I think you can tastefully update areas of a page where it provides very high value but that's IMO the exception not the norm. Of course if you want to build another Discord or a live chat (or something like LiveBeats) then sure that's great.
This idea of using WebSockets for everything (even transitioning pages) amplifies the issue even more, but I think it's ideal for things like notifications and what LiveBeats does for keeping the audio player in sync across clients. That's why I really like Hotwire as an alternative to Live View, it uses stateless HTTP for everything and you can still do partial page updates for the person who rendered the page.
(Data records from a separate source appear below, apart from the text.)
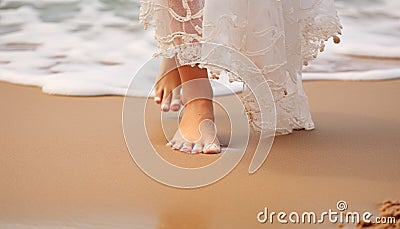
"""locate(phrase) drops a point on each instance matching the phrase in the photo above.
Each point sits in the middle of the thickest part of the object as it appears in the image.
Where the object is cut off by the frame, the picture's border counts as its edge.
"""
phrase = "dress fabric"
(278, 36)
Then you can optionally opt-into using WebSockets when broadcasting events to more than the person who rendered the page. It's also back-end agnostic. You get the best of both worlds, being able to use HTTP for just about everything and then sprinkle in WebSockets for the real-time broadcasted events. This lets you continue using a tiny server + CDN without worrying about memory being hold onto for each process and you can opt into event broadcast functionality as needed.